20代前半くらいまで若返ったジョースターさんが胸を張る。きゃいきゃいと飛び跳ねながら拍手をする茉莉香。その間に挟まれた承太郎の目がギラリと光る。

「スタープラチナ!」
「「え」」

承太郎の後ろに浮かんだスタープラチナは本体と同じく小さくなっていたが平時と変わらぬスピードで茉莉香とジョースターさんの頭に拳骨を振り下ろす。ジョースターさんも思わず承太郎を落とすが彼は華麗に着地を決めた。
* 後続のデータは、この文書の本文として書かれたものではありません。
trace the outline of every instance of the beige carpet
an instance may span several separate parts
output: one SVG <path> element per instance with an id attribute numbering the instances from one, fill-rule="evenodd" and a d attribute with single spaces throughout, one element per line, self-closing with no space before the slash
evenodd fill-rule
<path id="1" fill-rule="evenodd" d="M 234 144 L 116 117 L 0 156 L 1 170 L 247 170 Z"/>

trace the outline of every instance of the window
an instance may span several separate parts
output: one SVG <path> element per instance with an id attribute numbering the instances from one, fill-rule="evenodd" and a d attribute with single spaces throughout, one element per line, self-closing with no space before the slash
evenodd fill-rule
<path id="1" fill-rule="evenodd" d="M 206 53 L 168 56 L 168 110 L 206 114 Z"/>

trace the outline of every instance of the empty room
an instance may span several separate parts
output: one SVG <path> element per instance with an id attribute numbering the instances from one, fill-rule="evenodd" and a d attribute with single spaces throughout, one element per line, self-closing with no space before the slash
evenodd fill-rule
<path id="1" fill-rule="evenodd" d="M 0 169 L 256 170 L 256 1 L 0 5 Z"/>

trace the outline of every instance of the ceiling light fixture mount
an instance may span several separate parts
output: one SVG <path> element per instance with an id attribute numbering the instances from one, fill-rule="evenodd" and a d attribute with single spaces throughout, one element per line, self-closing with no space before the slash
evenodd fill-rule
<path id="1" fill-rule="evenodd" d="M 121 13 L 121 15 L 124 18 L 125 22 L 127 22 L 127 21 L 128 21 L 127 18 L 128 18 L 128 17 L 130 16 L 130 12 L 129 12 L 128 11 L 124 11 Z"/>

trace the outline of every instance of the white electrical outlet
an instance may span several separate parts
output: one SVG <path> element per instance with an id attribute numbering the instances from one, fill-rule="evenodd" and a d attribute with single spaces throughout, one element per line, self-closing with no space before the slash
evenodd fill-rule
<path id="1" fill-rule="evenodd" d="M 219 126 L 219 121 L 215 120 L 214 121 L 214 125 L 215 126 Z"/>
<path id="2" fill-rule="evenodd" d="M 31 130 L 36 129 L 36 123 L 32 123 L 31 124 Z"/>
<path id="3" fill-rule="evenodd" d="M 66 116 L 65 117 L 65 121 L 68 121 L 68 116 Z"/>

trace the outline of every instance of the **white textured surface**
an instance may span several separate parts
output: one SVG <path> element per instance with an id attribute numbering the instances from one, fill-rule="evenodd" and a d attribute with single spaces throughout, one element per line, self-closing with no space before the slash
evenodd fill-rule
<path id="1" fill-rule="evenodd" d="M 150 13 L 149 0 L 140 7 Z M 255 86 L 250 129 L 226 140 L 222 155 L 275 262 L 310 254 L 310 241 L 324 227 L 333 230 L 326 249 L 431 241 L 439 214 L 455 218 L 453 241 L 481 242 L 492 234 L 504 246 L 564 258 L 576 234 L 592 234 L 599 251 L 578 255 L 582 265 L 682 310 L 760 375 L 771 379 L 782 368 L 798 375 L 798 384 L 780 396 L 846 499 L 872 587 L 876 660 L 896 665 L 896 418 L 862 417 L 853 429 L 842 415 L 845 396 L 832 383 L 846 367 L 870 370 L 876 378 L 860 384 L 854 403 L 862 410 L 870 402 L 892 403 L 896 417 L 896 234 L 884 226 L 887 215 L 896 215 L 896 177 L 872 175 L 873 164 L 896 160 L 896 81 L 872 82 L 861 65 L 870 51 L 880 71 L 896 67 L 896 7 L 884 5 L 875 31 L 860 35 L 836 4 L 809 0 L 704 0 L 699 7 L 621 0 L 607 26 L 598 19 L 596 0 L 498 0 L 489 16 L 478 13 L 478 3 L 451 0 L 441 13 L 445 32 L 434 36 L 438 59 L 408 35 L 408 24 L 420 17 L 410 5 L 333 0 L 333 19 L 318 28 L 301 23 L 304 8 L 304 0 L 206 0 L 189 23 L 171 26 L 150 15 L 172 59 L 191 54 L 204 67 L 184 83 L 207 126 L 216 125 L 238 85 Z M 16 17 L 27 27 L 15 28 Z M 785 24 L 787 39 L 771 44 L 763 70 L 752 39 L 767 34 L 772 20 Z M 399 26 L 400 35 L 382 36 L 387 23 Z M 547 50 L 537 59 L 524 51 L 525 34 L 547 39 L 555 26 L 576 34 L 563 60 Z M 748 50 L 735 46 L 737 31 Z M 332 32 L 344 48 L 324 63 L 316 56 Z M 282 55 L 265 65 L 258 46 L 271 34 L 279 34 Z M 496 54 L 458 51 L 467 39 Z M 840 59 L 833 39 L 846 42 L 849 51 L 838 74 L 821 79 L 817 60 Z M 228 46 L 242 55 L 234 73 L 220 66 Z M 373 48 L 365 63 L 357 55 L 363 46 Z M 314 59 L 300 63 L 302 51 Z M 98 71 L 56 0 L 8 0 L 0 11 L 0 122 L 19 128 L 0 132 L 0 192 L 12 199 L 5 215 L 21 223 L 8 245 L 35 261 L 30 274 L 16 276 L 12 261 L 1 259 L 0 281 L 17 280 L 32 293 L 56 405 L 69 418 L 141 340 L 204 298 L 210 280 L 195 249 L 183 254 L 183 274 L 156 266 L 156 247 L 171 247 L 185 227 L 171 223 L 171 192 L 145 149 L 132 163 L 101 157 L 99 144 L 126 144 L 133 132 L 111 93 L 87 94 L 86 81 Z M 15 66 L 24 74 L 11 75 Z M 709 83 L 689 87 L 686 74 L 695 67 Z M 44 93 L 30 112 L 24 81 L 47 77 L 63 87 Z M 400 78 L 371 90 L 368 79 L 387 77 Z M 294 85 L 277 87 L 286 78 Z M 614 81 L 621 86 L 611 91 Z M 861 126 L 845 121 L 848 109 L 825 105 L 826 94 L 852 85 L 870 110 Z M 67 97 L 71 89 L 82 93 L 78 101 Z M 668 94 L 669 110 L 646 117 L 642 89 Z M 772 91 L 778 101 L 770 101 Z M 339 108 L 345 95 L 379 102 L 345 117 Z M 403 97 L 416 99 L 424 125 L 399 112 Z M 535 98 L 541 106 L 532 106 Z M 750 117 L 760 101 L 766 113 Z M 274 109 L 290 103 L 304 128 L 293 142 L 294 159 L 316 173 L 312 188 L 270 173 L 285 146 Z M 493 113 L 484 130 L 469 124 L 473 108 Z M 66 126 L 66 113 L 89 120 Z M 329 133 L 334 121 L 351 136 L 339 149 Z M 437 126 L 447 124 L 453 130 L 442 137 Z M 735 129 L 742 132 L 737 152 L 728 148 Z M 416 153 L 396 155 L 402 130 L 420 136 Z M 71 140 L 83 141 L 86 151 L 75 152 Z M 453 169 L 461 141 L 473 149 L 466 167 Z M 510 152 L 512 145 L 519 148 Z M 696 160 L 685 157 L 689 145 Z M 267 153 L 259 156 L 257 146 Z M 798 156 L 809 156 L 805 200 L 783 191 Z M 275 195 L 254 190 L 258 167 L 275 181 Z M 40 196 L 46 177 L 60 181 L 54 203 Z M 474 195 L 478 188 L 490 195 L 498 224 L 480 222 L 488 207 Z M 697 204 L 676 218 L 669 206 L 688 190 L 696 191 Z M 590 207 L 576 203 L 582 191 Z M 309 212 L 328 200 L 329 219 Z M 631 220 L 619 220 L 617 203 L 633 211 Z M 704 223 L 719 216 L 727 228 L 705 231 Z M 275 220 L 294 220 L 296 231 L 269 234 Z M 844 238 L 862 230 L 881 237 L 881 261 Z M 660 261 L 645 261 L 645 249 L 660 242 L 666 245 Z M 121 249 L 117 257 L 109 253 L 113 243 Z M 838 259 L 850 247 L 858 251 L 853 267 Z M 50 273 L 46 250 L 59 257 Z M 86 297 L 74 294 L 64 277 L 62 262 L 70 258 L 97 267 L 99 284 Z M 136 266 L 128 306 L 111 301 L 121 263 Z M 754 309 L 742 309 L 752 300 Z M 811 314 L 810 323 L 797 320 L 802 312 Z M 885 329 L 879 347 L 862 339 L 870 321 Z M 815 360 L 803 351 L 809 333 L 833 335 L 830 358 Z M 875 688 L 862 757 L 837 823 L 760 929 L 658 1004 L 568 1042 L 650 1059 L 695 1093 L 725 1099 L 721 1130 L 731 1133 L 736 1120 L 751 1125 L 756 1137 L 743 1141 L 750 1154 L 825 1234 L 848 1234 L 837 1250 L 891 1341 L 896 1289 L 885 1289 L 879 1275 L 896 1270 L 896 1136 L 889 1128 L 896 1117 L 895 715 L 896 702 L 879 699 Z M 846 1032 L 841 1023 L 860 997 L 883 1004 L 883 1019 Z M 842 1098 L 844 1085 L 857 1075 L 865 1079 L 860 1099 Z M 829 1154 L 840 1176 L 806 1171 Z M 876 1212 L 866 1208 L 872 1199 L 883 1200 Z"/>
頭頂部を抑えてしゃがみこむ二人の前に仁王立ちする承太郎は小さいのに普段と同じかそれ以上の威圧感を放っていた。

「…さてテメーら何か言い残すことは有るか?」
「承太郎マジ天使!」
「小さくなってもスタンドを使いこなすとは流石わしの孫じゃ!」
「…オラオラオラオラオラ!」

スタープラチナがラッシュを繰り出すが、二人はひらりと身を躱す。小さい分射程距離が短いのか一歩下がって満面の笑みを浮かべていた。それに腹を立てたのか、更に追撃をしようとした承太郎のお腹から気の抜ける様な音がした。